Entretanto, el príncipe de la Sinagoga pensaba en su hija. Se habían perdido unos momentos preciosos. Tal vez la niña había expirado ya. Sí, había expirado: se lo dicen los esclavos que salen de su casa con aire de dolor. Sin embargo, no se queja; calla, esperando todavía. El Maestro le mira; adivina la tragedia que desgarra su alma, y le dice: "No temas; cree solamente, y se salvara.” Llegan a la casa de Jairo. Es el espectáculo de una mansión donde acaba de entrar la muerte: desorden, sollozos, hablar bajo y llorar alto. En el vestíbulo se apelotonaban las plañideras y los tocadores de flauta, "la flauta de la muerte". Jesús se abre paso entre ellos. "No lloréis -les dice-; la niña duerme, no está muerta." Pero aquella gente, que vive de los entierros y olfatea una cena espléndida, se ríe de estas palabras. En medio de un estallido de exclamaciones irónicas y burlonas sonrisas, el Taumaturgo llama a los más íntimos de sus discípulos y a los padres de la difunta, y entra con ellos en la sala fúnebre. Tendida sobre el lecho yace la niña, bella todavía, con la blancura del lirio en la frente y sus ojos de violeta marchita. Jesús se acerca, se inclina, toma en sus manos divinas una de aquellas manos de nieve y de cera, y pronuncia estas dos palabras: "Niña, levántate." Y la niña se despertó, miró en torno suyo sonriente, dejó de un salto el lecho fúnebre y empezó a correr a través de la habitación, alegre y feliz, como quien, a los doce años, ha roto las cadenas de la muerte.

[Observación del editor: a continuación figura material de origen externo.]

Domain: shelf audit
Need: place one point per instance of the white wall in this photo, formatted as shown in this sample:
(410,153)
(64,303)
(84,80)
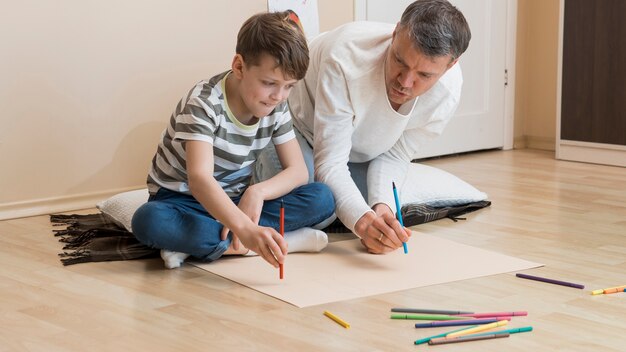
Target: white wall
(87,87)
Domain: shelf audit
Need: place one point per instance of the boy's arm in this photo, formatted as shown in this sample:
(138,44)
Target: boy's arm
(265,241)
(294,173)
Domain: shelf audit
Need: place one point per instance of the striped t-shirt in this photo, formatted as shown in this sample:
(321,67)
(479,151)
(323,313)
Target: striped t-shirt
(203,115)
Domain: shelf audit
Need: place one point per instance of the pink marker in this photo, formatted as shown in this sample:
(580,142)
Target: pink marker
(494,314)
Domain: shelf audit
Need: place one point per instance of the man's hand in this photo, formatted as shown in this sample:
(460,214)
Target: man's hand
(380,231)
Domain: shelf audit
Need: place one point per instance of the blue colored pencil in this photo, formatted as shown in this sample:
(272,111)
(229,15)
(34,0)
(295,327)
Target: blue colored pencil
(399,213)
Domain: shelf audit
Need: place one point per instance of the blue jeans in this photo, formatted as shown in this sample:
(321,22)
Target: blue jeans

Una nueva maravilla obrada por la fe. Los milagros de Cristo, decía San Gregorio Magno, son a la vez hechos y enseñanzas: En la curación de la hemorroisa y en la resurrección de la hija de Jairo, la enseñanza es la misma: que la fe lo puede todo: “Basta creer -dice Jesús-. Tu fe te ha salvado." Al leer el relato evangélico, llega uno a pensar que Jesús tiene miedo de que la fe del príncipe de la Sinagoga se debilite, haciendo imposible el milagro. La fe será, en el nuevo reino de Cristo, una fuerza nueva más poderosa que todas las fuerzas de la naturaleza. Alma del hombre regenerado, ella trasladará las montañas, transportará al hombre más allá de las fronteras del mundo material y arrebatará a los Cielos sus tesoros de amor, de gracia y de belleza.